Caged fish breeders have been experiencing a drop in production since the state was hit by floods in 2014.
The industry has never fully recovered, with some claiming that the conventional cage-farming method could be facing a bleak future.
In the past, breeders harvested up to 800kg of matured ikan patin (silver catfish) per cage.
But, the number has dropped to around 300kg per cage over the last few months.
Some farmers had to wait up to eight months to harvest the fish, compared with six months previously.
Caged fish breeder Zulkafli Yahya said this started following the dry season in 2013 and 2014, and the floods, which swept away most of the cages and caused river water to be murky.
The 36-year-old, who has been breeding fish in Kampung Pangsenam here since 2007, said just when breeders were recovering from the floods, they were hit by the El Nino phenomenon, causing them to suffer more losses.
“These days, the weather is unpredictable. Sometimes, the river experiences high tide several times a week. And, farmers usually face problems when there is a sudden drop in river water level.
“The farm here used to have 200 cages. Now, we have only 52 cages. The floods in 2014 and 2015 hit the caged fish industry badly and changed the river’s course.
“When it rains, the water level rise and river water will be murky. During low tide, the water level will drop, leaving fish in shallow waters.”
He said a full harvest season usually lasted six to seven months.
He said it was tough for breeders to meet orders placed by restaurants, and some of them were forced to team up.
He said most breeders now preferred to sell fish to customers who stopped at their roadside stalls.

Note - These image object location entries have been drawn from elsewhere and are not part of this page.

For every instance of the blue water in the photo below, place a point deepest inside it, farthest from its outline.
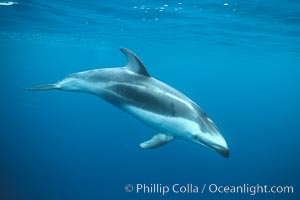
(239, 60)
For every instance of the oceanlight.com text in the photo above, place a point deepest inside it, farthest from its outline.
(164, 189)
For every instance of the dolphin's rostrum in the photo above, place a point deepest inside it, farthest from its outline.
(160, 106)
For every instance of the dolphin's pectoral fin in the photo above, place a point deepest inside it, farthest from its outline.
(157, 140)
(134, 64)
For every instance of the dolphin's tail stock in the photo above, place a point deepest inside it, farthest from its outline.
(43, 87)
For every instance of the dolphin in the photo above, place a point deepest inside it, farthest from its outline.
(165, 109)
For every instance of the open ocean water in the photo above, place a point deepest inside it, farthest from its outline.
(239, 60)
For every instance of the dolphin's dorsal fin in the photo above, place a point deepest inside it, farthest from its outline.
(134, 64)
(157, 140)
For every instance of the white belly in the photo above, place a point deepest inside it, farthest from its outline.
(175, 126)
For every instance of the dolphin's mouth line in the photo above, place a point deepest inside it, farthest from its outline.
(151, 101)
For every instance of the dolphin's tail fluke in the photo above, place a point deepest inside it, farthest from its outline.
(44, 87)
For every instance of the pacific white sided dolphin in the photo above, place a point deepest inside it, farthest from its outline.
(160, 106)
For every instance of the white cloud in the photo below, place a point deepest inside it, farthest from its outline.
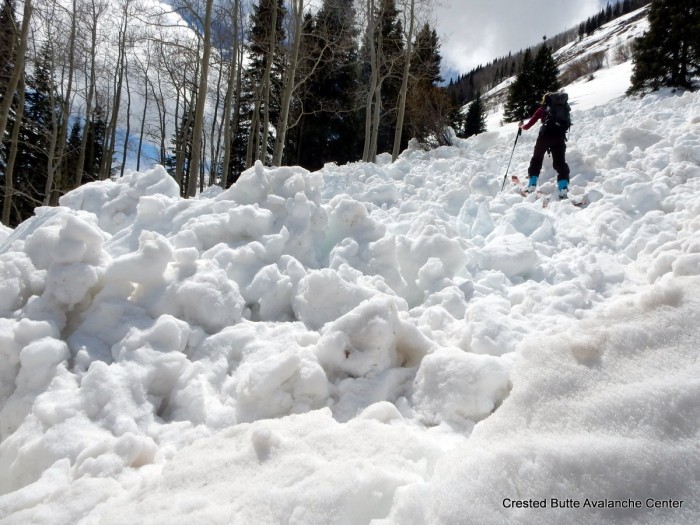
(474, 32)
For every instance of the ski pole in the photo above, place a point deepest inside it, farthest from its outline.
(520, 131)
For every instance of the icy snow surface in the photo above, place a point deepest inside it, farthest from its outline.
(392, 342)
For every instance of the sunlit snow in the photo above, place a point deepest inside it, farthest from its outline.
(393, 342)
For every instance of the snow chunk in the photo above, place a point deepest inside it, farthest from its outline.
(458, 387)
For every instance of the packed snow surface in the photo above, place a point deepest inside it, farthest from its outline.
(389, 343)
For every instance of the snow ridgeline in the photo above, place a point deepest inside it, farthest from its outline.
(402, 298)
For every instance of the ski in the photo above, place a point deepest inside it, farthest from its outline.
(544, 198)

“Some breeders supply fish to restaurants in Kuala Lumpur up to three times a week. If the production continues to drop, how are we going to meet the demand?

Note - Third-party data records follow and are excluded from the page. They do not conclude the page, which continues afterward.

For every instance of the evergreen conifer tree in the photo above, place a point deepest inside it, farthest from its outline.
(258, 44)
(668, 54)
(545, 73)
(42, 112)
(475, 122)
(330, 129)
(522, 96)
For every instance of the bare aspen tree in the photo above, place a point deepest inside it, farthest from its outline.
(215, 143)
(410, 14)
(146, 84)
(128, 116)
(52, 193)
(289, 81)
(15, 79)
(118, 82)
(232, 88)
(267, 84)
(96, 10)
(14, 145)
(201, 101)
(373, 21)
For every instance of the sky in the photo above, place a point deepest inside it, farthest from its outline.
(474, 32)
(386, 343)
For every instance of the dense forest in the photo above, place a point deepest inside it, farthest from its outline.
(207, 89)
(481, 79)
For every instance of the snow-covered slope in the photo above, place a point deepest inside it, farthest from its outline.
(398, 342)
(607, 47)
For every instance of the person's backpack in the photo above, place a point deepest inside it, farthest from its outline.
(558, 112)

“I dare not imagine what is in store for the industry in the future.”
Temerloh Youth Council chairman Saharuddin Ahmad, 32, said in the past, he and members of the council used to harvest up to a tonne of ikan patin per cage.
He said now, it took about eight months to harvest 1kg of the fish, compared with six months previously.
“Previously, we could earn RM5,000 per cage. Now, we earn RM3,000.”
Temerloh Bhd Caged Fish Breeders and Fishermen Cooperative chairman Datuk Abu Hanipah Majid said breeding ikan patin in fibreglass tanks could arrest the drop in production.
He said caged fish breeding technology in Sungai Pahang was introduced under the Integrated Agriculture Development project 30 years ago, and that it was time to move on to new methods.
“Most of the fish farmers here are established, with large capital. Our concern is the newcomers. Introducing the latest technology will allow them to learn and use it for the future.”
He said fibreglass tanks would pump water from the river into a special filter before releasing it into the tanks. The water would be channelled back into the river, which would allow fish to remain fresh.
“Tanks will be placed on higher ground and farmers do not have to worry about cages being swept away during floods, or fish dying during the dry season.
“Fibreglass tanks can last up to 15 years, compared with the seven years of a fish cage.”
Caged fish breeder Zakaria Hussin, 47, described the new technology as “easier said than done” as the cost to install the piping to pump river water and drain it back into the river would be expensive.
“Breeders are open to new ideas, but our concern is the cost and whether the technology can guarantee the quality of fish harvested.
“At the moment, demand is great, but supply remains uncertain due to several factors, including pollution, sand mining and the drop in water level in Sungai Pahang, believed to be due to logging upstream.